Submit to this Journal Review for this Journal Propose a Special Issue

Article Menu

Share Help Cite Discuss in SciProfiles

Open AccessArticle

Peer-Review Record

Intelligent Feature Selection Ensemble Model for Price Prediction in Real Estate Markets

Informatics 2025, 12(2), 52; https://doi.org/10.3390/informatics12020052

by Daniel Cristóbal Andrade-Girón¹, William Joel Marin-Rodriguez^2,*

and Marcelo Gumercindo Zuñiga-Rojas³

Reviewer 1: Anonymous

Reviewer 2: Anonymous

Informatics 2025, 12(2), 52; https://doi.org/10.3390/informatics12020052

Submission received: 18 March 2025 / Revised: 29 April 2025 / Accepted: 15 May 2025 / Published: 20 May 2025

(This article belongs to the Section Machine Learning)

Round 1

Reviewer 1 Report

Comments and Suggestions for Authors

The manuscript effectively emphasizes the importance of accurate real estate price forecasting, referencing historical crises (2007–2008) and contemporary economic needs. Evaluates multiple ensemble models with and without feature selection, offering a broad view of how each algorithm performs in high-dimensional settings. Systematically compares RFE, Random Forest–based selection, and Boruta, shedding light on the trade-offs in accuracy and computational savings. The paper employs well-established regression metrics (MAE, MSE, RMSE, R²) and occasionally MAPE and Explained Variance, providing detailed insights into model performance. The conclusions section rightly points to further avenues for research (diverse datasets, hyperparameter optimization, hybrid ensemble methods), underlining awareness of the field’s ongoing developments. However, there are some issues need to be considered:

- Repetitive references to the importance of real estate and repeated citation for the same conceptual points dilute the core message.
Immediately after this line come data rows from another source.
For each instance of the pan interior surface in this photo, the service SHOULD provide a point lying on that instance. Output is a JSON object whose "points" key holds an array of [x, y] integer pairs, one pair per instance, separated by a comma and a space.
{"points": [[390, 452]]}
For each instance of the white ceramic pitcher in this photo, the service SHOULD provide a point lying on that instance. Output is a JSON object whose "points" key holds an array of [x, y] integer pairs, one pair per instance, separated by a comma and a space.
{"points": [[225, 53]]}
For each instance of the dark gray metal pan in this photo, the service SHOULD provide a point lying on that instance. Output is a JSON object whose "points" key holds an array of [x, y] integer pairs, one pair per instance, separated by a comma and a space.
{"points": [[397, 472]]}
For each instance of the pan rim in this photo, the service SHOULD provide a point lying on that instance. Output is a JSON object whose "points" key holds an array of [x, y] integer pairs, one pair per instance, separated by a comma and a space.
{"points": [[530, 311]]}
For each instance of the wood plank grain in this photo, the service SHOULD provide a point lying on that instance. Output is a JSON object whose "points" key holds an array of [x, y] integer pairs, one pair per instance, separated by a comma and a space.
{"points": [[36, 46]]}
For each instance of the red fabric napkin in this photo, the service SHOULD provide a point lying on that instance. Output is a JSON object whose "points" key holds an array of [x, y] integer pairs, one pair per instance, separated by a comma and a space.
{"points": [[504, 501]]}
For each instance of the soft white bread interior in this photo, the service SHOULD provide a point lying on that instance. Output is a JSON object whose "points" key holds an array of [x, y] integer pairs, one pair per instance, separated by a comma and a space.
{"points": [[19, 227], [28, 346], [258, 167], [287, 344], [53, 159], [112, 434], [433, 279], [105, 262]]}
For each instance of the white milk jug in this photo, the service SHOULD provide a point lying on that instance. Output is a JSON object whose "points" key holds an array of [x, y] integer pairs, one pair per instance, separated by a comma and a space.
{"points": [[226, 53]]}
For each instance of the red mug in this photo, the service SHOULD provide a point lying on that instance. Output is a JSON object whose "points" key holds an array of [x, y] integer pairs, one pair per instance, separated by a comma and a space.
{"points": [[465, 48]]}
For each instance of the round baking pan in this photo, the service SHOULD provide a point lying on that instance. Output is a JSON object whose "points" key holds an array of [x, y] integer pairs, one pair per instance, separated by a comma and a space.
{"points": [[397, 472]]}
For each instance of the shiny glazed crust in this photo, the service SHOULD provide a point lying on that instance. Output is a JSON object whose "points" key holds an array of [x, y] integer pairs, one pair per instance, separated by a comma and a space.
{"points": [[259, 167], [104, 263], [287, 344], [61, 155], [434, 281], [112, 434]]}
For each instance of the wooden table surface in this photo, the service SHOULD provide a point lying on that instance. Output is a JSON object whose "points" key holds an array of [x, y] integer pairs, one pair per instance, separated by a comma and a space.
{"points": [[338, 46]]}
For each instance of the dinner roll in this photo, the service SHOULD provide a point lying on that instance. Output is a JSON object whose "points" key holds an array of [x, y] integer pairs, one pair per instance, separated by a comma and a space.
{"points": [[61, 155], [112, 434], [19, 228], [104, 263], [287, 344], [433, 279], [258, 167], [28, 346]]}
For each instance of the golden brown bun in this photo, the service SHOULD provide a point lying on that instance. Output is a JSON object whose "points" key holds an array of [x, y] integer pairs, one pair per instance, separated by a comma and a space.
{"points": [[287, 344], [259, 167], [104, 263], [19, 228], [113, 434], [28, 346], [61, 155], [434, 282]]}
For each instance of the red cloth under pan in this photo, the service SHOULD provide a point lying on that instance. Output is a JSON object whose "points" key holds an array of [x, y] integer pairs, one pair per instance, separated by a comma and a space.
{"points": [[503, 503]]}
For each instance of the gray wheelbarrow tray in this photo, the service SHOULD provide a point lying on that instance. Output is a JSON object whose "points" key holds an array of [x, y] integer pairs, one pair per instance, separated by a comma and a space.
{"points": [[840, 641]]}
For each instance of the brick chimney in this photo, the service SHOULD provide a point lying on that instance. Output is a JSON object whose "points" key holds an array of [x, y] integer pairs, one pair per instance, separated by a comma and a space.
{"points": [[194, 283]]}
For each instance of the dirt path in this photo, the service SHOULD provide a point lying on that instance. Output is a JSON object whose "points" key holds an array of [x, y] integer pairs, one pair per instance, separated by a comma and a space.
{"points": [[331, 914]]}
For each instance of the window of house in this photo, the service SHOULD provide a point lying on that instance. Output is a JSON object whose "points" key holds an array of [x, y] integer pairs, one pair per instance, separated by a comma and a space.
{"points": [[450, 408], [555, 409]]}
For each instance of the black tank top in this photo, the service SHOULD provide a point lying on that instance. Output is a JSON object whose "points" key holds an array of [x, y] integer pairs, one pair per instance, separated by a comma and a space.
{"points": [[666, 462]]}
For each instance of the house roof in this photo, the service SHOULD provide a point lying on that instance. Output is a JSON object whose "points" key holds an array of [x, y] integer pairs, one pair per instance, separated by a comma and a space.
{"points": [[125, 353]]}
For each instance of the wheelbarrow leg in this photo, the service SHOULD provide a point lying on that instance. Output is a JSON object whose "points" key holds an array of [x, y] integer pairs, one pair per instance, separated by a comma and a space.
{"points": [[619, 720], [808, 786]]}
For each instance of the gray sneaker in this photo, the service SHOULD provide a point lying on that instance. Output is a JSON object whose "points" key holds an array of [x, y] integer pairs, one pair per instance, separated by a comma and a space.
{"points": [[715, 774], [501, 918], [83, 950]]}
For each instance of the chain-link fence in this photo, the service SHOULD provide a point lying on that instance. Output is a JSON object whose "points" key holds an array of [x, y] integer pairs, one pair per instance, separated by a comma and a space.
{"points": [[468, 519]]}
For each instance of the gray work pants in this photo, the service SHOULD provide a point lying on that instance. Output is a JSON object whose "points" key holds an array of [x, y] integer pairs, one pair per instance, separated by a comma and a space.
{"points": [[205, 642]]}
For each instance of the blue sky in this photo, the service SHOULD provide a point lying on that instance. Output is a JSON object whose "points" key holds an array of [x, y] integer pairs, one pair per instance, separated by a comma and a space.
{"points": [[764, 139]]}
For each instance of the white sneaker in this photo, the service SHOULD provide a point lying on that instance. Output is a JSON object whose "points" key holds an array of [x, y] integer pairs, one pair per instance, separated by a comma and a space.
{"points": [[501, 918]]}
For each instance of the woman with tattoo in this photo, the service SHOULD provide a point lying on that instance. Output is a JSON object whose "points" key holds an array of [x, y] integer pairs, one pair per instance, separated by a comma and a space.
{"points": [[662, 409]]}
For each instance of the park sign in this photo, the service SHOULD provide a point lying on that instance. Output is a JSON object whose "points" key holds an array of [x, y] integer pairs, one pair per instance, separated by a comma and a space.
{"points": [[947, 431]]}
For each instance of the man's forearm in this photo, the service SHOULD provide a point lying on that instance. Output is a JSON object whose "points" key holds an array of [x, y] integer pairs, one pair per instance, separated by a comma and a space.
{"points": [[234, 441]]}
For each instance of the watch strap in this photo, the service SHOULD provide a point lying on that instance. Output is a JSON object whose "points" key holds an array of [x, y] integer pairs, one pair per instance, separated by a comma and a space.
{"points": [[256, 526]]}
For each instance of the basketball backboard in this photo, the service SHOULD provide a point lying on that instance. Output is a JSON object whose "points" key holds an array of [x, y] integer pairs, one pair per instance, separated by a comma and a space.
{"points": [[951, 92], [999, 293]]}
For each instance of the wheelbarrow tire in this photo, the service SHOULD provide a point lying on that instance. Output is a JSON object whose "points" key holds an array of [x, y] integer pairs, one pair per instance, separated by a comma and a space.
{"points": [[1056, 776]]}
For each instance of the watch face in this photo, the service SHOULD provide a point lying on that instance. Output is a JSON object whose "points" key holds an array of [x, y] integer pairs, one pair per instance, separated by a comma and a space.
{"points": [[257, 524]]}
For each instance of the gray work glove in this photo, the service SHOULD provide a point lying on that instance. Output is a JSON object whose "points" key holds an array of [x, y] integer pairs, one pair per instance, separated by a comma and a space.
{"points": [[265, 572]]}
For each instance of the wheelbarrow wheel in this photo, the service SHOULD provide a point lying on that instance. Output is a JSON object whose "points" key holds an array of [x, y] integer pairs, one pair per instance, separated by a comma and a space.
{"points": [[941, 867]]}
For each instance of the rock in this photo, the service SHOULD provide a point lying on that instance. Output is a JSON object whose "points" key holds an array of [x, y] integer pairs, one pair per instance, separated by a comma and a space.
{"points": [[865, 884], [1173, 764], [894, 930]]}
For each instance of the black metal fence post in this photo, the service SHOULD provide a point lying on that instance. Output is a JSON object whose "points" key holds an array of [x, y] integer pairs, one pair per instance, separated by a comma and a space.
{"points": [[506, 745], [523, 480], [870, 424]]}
- The literature review, while wide-ranging, could be restructured to compare and contrast studies more cohesively, highlighting gaps more directly.

- The manuscript notes which models degrade or improve in accuracy after feature selection but offers little in-depth explanation of why certain algorithms are more sensitive to dimension reduction.

- The results do not explicitly connect improvements in prediction error to tangible outcomes for real estate professionals, policymakers, or financial institutions.

- Future studies are encouraged to explore automated tuning, but the current manuscript does not clarify whether or how hyperparameters were optimized. This can be critical for ensemble performance.

- In Literature Review, please Group studies by key themes (e.g., boosting vs. bagging, importance of feature selection) and specifically highlight their limitations, so the manuscript’s novelty stands out more clearly.

- Incorporate short discussions or case scenarios on how improved accuracy could benefit end-users like banks or urban planners. More explicit discussion of economic or business implications would help practitioners appreciate the full utility of the findings.

- If possible, include approximate training times or computational resource usage to substantiate claims of “improved scalability.”

- Demonstrate how fewer features can help domain experts improve transparency and interpretability in real estate valuations.

- In addition to generic references to hyperparameter tuning, specify which methods might be most fruitful.

- For hybrid ensembles, propose a few candidate architectures (e.g., stacking XGBoost with Random Forest, or ensembling bagged and boosted models) and how they might be systematically compared.

- Although dimensionality reduction is mentioned as an advantage for interpretability and efficiency, concrete examples of how these factors translate into real-world benefits are not clearly shown.

- The figures are not presently clear and acceptable. Furthermore, I advise the writers to guarantee consistency and clarity all through the paper by carefully re-checking every symbol and its meaning in all equations.

- The manuscript does not clearly demonstrate how it significantly advances existing knowledge. The literature review is broad and includes a large number of references that are either only tangentially relevant. This weakens the scientific focus and originality of the manuscript.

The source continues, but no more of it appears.